Anthropometer to measure the human body used in Nazi eugenics experiments
Tools and Equipment
- Object Type
- Credit Line
- United States Holocaust Memorial Museum Collection, Gift of Ulrich Wolf
Anthropometer used in Nazi eugenic experiments. This is an anthropological instrument consisting of four hollow graduated tubes that fit together to form a rigid rod. It is used to measure the human body, its parts, and functions to aid in the study of human evolution and variation. Such devices were traditionally used for "Vaterschaftsgutachten," [the determination of fatherhood in questionable cases]. They were also used, and misused by scientists in the Eugenics movement, and during the Third Reich, to measure racial differences for body parts, facial features, cranial sizes, eye, skin, and hair color, etc. Nazi researchers claimed that the results of such measurements could prove the racial superiority of Aryans and the inferiority of Jews, Gypsies, Blacks, and other mixed breeds.

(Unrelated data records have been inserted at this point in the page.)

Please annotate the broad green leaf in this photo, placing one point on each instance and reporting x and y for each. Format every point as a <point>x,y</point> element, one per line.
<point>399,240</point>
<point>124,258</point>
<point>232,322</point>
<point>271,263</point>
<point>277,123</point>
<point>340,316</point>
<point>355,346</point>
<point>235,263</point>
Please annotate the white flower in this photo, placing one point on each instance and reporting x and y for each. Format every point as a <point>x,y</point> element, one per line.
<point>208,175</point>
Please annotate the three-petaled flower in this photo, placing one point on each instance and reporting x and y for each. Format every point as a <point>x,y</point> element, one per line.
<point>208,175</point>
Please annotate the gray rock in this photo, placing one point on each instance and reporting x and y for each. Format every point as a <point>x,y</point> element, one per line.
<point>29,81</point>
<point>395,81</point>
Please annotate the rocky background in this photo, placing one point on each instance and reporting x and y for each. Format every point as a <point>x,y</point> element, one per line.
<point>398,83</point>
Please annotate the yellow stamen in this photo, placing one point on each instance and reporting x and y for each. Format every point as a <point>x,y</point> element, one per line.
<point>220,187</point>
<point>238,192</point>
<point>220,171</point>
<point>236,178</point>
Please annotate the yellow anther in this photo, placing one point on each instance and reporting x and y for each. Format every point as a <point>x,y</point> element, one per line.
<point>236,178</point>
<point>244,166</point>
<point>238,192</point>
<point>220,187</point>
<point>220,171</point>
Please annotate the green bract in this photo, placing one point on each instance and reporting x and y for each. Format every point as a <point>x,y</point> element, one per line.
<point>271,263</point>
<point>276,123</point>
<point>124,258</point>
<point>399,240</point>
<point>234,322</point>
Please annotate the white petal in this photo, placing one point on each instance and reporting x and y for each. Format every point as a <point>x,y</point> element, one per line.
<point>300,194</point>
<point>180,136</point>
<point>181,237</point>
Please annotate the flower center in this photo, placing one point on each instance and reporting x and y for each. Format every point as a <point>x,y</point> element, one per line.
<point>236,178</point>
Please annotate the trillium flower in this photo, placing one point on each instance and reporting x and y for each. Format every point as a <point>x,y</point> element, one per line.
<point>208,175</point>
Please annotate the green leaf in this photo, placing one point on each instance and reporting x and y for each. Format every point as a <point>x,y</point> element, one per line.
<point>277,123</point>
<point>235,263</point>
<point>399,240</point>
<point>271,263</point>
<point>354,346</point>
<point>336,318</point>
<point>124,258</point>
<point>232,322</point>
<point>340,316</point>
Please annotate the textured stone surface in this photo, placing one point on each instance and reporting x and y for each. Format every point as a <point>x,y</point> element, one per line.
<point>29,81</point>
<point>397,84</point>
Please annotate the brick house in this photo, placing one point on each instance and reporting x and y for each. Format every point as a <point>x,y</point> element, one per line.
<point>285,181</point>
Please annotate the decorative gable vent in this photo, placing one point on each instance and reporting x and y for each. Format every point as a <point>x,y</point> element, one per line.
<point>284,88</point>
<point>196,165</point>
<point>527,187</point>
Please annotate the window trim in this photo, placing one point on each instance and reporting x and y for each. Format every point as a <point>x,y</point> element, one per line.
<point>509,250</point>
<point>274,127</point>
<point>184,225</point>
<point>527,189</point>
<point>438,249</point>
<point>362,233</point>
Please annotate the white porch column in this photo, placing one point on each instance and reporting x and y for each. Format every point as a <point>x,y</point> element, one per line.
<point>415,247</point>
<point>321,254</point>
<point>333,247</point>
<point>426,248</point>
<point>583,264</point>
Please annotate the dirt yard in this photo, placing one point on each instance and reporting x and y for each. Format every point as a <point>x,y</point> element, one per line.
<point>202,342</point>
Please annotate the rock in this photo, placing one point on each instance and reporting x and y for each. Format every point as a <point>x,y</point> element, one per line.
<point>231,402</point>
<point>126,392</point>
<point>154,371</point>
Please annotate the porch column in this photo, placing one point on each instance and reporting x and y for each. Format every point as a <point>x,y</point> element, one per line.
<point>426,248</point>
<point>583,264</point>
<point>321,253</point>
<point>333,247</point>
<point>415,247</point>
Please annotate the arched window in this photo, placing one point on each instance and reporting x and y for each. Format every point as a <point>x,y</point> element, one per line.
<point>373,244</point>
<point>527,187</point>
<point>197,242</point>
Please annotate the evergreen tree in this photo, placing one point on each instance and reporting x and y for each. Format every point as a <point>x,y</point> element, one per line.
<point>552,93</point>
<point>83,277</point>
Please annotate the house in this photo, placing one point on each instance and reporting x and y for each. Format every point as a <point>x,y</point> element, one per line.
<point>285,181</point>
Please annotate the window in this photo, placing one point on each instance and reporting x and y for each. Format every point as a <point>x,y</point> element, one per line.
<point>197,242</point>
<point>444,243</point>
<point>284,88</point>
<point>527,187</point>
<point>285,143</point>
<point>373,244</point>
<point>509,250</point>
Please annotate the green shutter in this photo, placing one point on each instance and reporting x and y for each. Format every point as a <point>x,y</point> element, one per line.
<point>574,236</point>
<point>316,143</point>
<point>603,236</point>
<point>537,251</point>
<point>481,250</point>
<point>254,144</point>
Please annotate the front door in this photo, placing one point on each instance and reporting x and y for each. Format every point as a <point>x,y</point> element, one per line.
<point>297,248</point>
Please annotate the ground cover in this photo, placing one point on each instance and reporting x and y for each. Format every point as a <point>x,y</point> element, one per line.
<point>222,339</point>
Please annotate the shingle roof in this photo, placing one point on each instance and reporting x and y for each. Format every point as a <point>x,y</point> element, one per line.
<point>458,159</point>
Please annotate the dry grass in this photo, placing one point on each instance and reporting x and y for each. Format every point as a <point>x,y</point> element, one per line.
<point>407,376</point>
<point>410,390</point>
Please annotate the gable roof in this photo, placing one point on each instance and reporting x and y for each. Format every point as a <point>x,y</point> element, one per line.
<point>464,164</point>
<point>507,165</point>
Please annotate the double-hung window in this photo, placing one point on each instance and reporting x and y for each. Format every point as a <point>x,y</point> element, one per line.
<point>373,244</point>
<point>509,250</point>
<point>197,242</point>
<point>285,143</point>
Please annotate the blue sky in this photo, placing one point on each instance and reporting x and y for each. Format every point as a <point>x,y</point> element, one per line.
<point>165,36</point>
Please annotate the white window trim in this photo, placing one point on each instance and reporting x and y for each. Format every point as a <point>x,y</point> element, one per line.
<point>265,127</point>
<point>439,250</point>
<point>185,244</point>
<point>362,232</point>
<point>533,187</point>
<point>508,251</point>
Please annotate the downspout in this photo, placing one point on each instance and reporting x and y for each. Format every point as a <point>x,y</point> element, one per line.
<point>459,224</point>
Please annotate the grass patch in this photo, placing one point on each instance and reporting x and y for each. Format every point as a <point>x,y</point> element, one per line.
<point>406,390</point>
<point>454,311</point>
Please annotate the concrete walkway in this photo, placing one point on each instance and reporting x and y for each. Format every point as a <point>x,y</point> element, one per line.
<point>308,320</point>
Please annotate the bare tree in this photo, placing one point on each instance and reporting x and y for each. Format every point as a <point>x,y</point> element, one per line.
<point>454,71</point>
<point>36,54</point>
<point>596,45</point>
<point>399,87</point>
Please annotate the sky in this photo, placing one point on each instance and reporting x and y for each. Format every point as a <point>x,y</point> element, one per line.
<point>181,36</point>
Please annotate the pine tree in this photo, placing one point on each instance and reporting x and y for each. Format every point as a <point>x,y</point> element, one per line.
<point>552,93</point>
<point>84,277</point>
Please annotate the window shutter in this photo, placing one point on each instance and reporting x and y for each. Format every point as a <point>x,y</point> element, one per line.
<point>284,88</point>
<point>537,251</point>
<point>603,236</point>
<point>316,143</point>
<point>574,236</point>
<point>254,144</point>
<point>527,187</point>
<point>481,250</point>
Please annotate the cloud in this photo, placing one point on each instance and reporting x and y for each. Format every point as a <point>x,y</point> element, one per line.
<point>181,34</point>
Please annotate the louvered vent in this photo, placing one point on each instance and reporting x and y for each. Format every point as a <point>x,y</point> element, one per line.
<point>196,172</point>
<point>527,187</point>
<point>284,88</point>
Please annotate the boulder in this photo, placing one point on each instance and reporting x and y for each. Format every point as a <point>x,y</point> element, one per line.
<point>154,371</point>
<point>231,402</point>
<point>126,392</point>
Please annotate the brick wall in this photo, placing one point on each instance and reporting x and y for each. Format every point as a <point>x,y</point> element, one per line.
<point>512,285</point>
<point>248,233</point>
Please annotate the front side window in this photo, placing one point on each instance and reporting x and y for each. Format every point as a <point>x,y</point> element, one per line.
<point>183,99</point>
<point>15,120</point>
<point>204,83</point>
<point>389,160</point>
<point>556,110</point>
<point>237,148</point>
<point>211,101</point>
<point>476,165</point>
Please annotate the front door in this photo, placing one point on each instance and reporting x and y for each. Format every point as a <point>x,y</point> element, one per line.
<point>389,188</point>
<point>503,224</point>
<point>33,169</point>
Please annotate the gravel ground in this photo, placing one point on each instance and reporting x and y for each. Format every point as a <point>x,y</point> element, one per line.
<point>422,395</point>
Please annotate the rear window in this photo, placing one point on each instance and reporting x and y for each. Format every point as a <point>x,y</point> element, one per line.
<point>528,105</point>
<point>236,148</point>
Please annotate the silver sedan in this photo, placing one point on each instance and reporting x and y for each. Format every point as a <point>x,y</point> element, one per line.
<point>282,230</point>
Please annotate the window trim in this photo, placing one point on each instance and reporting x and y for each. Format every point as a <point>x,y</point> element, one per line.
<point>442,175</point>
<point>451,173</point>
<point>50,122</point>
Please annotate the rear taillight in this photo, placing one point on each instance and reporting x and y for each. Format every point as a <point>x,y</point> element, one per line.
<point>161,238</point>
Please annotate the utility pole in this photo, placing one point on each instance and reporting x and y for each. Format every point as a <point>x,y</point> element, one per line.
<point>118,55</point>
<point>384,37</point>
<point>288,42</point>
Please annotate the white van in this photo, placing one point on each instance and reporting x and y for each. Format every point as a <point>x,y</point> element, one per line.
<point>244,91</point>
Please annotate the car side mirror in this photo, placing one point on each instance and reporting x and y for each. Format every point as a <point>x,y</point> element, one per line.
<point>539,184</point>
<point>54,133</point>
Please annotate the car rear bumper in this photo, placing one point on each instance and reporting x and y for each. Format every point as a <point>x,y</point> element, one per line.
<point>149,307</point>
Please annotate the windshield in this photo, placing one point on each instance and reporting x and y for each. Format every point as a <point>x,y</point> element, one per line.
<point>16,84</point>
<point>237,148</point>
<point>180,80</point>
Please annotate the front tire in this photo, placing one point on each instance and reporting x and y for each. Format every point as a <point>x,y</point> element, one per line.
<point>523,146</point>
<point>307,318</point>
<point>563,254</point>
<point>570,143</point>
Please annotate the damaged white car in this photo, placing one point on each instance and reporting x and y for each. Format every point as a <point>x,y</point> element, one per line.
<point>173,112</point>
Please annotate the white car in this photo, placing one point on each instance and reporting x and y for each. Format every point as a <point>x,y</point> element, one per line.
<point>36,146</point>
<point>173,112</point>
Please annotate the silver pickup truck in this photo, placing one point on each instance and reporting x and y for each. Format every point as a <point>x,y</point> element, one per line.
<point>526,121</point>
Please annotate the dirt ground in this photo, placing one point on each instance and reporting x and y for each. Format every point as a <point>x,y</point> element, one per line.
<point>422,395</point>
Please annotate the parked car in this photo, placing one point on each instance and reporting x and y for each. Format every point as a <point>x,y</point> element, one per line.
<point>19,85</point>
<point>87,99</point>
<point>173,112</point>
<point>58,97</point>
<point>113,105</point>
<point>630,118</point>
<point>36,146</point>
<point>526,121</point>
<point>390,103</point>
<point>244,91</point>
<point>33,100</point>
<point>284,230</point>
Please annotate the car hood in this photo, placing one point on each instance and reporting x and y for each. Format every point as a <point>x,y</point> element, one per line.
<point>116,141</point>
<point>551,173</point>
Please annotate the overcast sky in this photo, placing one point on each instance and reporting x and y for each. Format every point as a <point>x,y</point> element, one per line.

Ths instrument is believed to have been originally in the holdings of the Kaiser Wilheim Institute until the Institute was taken over by the Institute for Human Genetics and Anthropology at the University of Freiburg in 1961. It is further believed to have been given to the Institute for Human Genetics by Dr. Eugen Fischer, former director of the Wilheim Institute from 1927 to 1942, who gave the Institute a number of items.